Kapadia’s video, A Vacant Rectangle, left black for a work expressing modern feeling, depicts the city of Chandighar in Northern India, designed and built by LeCorbusier in the 1950’s. Accompanied by a series of photographs of the city, Kapadia’s video refutes the discourse of concrete utopias espoused by the figureheads of modern architecture.


This theme of disappointment and lost promises persists in Gómez’s muted photographs of sacred Native American sites. These sites have been marginalized by development. Transformed into football stadiums and traffic circles by modern America, Gómez’s photographs lend these sites an intense pathos through a careful under-exposure, and an embrace of grey tones. Her images imply that no one has looked for the sacred here in quite a while. As a contrast to the reflective quality of Kapadia and Gómez’s work, Henriksen’s video, Psychosomatic, is a dizzy recording of the artist and a collaborator, dressed in lab coats, skateboarding through the tunnels between the psychiatric and somatic wards at the Central Hospital of Telemark, where Henriksen was treated following a suicide attempt.
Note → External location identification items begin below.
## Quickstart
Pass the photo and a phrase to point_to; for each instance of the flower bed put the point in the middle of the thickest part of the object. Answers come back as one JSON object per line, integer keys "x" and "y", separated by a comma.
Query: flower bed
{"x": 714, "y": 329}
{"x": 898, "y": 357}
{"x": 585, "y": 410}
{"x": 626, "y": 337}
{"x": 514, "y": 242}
The piece is captivating in its whimsy and adept use of rough shots combined with careful, media conscious editing. Though, it is less expressive of an underlying narrative than Gómez’s photographs or Kapadia’s installation. Purporting to express a desire to reunite the mind and the body, despite the hospital’s attempt to dissociate the treatment of the two, Henriksen’s video is more a reckless reclamation of freedom in a heavily controlled environment. Watching these two young men skate through the underground tunnel at breakneck speeds, sometimes falling, sometimes showing off, I was struck by the infinitesimal line between having and losing control. Devastation and Space poses questions about our experience of spaces. In particular, how we perceive their histories, sacred potential, and the charge they retain from individuals who have inhabited them. The only answer it presents is that control over space and experience is out of our hands.